A total of 883 questionnaires were collected, of which 790 were not linked to an outbreak and were analysed for demographics (Table 3) and risk contacts (Table 4). A subset of 635 case isolates was submitted for typing, themselves forming a subset of the national dataset. Of these, 544 were non-outbreak cases, comprising 255 (46·8%) C. hominis, 252 (46·5%) C. parvum, two co-infections with C. hominis and C. parvum, five C. meleagridis, three C. felis and 27 untypable isolates. Species-linked demographics and risk factors were analysed for the individual C. parvum and C. hominis cases only (Tables 3 and 4, showing χ2 and P values).

Table 3. Cryptosporidiosis, C. parvum and C. hominis non-outbreak case demographics and clinical symptoms in three study areas

* Missing values or answers stated as ‘don't know’ omitted from the cross tabulations.

Mode of all wards within each Local Authority.

Table 4. Reported risk factors for cryptosporidiosis, C. parvum and C. hominis non-outbreak cases in three study areas

* Missing values or answers stated as ‘don't know’ were omitted from the cross tabulations.

Although more cases were from Wales (Table 3), the population-based submission rate was similar across the three study areas, with an annual mean of 7/100 000 population, although Taunton Deane LA in South West England had the highest incidence (annual mean 25/100 000 population). C. hominis cases were more likely than C. parvum cases to be from less sparsely populated LAs (P<0·001) (Table 3). Cases peaked overall in the autumn with over half of the cases (58·9%) with onset dates between August and November (Table 3). These were mostly C. hominis cases. C. parvum cases peaked in April.

There was no difference in the proportion of male and female cases, and although C. hominis was most common in females, this was not significant (P=0·512) (Table 3). The peak age group of the cases was children aged <10 years, with a significant linear trend for 10-year age bands (P<0·001) (Table 3).

The main symptoms reported were diarrhoea (93·3%) and abdominal pain (73·9%), sometimes accompanied by vomiting (54·2%) and/or nausea (45·1%); these were not linked to infecting species. ‘Other symptoms’ reported by 30·6% cases included fatigue (n=48) and fever (n=89) and were more commonly reported by C. hominis cases (P=0·01). There were 8·9% of cases admitted to hospital, for a median of 1 day (range <1–21 days). One fifth of cases (20·9%) reported other household members with diarrhoea in the 2 weeks before illness, and these were significantly more likely to have C. hominis (P=0·002). Cases that had travelled abroad (17·5%) had mainly visited Spain (n=46), France (n=17) or Turkey (n=11), and were significantly more likely to be C. hominis (P<0·001).
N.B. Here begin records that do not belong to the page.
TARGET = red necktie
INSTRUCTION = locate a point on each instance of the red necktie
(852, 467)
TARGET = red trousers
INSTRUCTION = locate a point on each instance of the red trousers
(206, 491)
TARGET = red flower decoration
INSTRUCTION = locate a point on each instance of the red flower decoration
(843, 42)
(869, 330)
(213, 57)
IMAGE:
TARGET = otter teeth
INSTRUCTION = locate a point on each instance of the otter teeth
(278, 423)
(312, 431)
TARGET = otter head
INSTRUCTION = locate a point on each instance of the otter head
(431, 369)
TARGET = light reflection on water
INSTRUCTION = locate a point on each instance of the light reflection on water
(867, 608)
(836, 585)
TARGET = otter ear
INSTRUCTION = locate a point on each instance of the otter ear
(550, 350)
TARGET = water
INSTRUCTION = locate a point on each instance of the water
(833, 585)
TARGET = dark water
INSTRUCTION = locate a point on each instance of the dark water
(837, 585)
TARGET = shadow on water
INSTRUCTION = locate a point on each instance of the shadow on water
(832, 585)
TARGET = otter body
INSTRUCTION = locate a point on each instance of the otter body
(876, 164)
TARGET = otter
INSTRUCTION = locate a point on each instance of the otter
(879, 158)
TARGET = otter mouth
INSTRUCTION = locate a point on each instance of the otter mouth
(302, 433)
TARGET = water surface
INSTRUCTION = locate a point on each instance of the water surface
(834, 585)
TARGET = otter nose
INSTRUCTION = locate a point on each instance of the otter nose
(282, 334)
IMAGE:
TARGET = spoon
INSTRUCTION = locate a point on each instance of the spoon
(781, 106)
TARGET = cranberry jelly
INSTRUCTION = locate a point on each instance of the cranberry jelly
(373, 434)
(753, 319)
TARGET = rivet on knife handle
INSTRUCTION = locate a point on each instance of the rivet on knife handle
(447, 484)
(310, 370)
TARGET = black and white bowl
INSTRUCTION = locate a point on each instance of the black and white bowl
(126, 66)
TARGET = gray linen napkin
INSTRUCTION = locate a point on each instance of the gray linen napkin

Cases had diverse occupations but the highest proportion (8·1%) had contact with children (Table 4). There was no significant difference between the Cryptosporidium spp. detected in these cases and the species in those with other occupations (Table 4). Only three cases had an occupational farm contact risk (two were farmers and one was a veterinary student), all three were infected with C. parvum. Of 35 children whose parents/guardians were farmers 24 had typing results; 22 were infected with C. parvum, one with C. meleagridis, and one had a co-infection of C. parvum and C. hominis. Of a further 15 cases who lived on farm, 12 were typed and 11 were infected with C. parvum and one with C. hominis.

Over a quarter of all cases (26·1%) had visited a farm in the 2 weeks before illness, and were more likely to be positive for C. parvum (P<0·001) (Table 4). Of all these cases, 71·0% reported contact with farm animals, mostly sheep (59·2%) but also cattle (37·4%). Data on farmed animal contact have been published elsewhere [Reference Smith5]. Contact with animal faeces was reported by 14% of all cases, and comprised farming activities such as mucking out and lambing, looking after pets, and indirect contact like picnicking and walking through fields. These cases were more likely to be C. parvum (P<0·001) (Table 4). Generally, cases that had farm animal or environmental (private or surface water or animal faeces) contact were significantly more likely to be C. parvum than the rest of the study population (P<0·001 and 0·035, respectively) (Table 4).

A total of 3·1% cases had a private water supply (either solely or as both private and mains supply), mainly from springs but also from boreholes and wells. These cases were more likely to be C. parvum (P=0·037) (Table 4). One fifth (20·4%) of cases had contact with surface water (e.g. swimming, working or playing in a river, stream, ditch, pond or water trough), and these cases were more likely to be C. parvum (P=0·002) (Table 4).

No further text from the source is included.